External Affairs Minister Salman Khurshid on Tuesday expressed hope that peace would return to Kashmir Valley as the fight there had no base.
"I hope that peace will return there... the fight which is continuing there has no base," Khurshid said at the inauguration of an exhibition of photographs and prints entitled "Kashmiri Pandits - A Vintage Album: Contribution to the making of modern India".
The exhibition has been curated by Dr Manju Kak.
Rare photographs of noted Kashmiri personalities like Dr Hriday Narayan Kunzru and Jawaharlal Nehru are on display as part of the exhibition.
Speaking about the contribution of Kashmiri Pandits, President of the Indian Council of Cultural Research, Dr Karan Singh, said although they have been persecuted several times, Kashmiri Pandits were among the two communities in India, the other being Parsis, which had contributed to the country despite their small numbers.

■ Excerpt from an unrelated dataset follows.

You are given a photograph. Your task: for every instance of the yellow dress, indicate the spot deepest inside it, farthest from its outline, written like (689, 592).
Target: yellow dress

"At one point of time, only 11 Kashimir Pandit families were in Kashmir after they were persecuted," Singh said.
He said they were the torchbearers of education, which was their great secret.
Singh said that although Kashmiri Pandits have flourished outside Kashmir for long time, their rise in Kashmir Valley coincided with the 100 years of the Dogra regime.
Singh is the son of Hari Singh, the last Dogra king of the erstwhile princely state of Jammu and Kashmir.